Sponsor: T’wina Nobles, D
Co-Sponsor: Wagoner, Alvarado, Chapman, Conway, Krishnadasan, Liias, Lovick, Orwall, Riccelli, Salomon, Shewmake, Wilson, C.

Senate Bill 5907 expands access to Washington’s Early Childhood Education and Assistance Program by creating targeted eligibility pathways for children from military families. The bill allows children of service members to enroll even when household incomes exceed traditional ECEAP thresholds, as long as space is available and funding is appropriated. It recognizes that military families often face unique disruptions—such as deployments, relocations, and single-parent households—that can negatively affect early childhood stability and school readiness. By explicitly including military status as a prioritization factor, the legislation aligns state early learning policy with the real-world challenges faced by those who serve.

The bill preserves the program’s core mission by maintaining priority for lower-income and high-risk children and by excluding military-family slots from the state-funded entitlement. This ensures expansion does not displace the most vulnerable children already eligible under current law. The measure also relies on evidence-based risk factors tied to kindergarten readiness, reinforcing a data-driven approach to enrollment decisions. Its sunset date and phased implementation provide safeguards and allow lawmakers to evaluate outcomes before making the policy permanent. Supporting military families in early education strengthens family readiness, workforce stability, and long-term student success. For these reasons, SB 5907 represents a balanced, responsible, and values-driven investment and deserves support.

  • Environment & Disasters
Concerning public participation requirements for Department of Fish and Wildlife actions.
Sponsor: Shelly Short, R
Co-Sponsor: NA

Senate Bill 5908 gives ordinary residents a clearer path to challenge and participate in Washington Department of Fish and Wildlife (WDFW) decisions, especially when wildlife conflicts affect specific communities.​ This bill amends Washington’s Administrative Procedure Act to specify where people must file court petitions that challenge certain state agency actions. For any action regarding wildlife management or wildlife interaction by WDFW, it requires that petitions be filed in the county where the wildlife in question is located. Requiring cases to be filed where the wildlife issue actually occurs makes it easier for affected local residents, landowners, and communities—not just statewide interest groups—to participate and be heard in court.

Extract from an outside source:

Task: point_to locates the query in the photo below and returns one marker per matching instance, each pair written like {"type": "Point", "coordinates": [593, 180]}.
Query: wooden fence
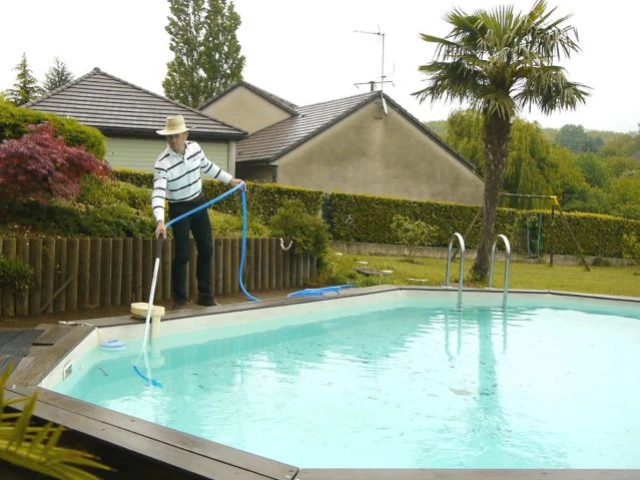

Local filing can reduce burdens such as long-distance travel to far‑off courts, which often discourages regular citizens from engaging with or challenging WDFW actions that directly impact their area.

By clarifying venue for legal challenges, the bill strengthens judicial oversight of WDFW and Commission decisions, helping ensure that agency actions follow law and consider local impacts. When agencies know their decisions can be challenged in the communities most affected, they have a stronger incentive to engage with those communities, explain the science behind decisions, and address on-the-ground concerns up front. Rural property owners, hunters, anglers, tribes, and local governments often bear the most direct consequences of wildlife conflicts (predation, property damage, access issues), and this bill helps center those communities in any legal review. Urban and suburban residents who experience increasing wildlife interactions (for example, growing deer, bear, or coyote issues) also gain a more accessible venue for seeking review of WDFW actions that shape how those conflicts are managed.

If you care about local control and access, SB 5908 is a targeted, procedural change that makes it easier for people where the wildlife issue occurs to participate in or bring challenges, rather than leaving everything to Olympia-centric venues. If you support transparent, accountable wildlife management, this bill helps align court review with on-the-ground realities, encouraging WDFW and the Commission to listen more closely to community input when setting policies that affect Washington’s fish and wildlife.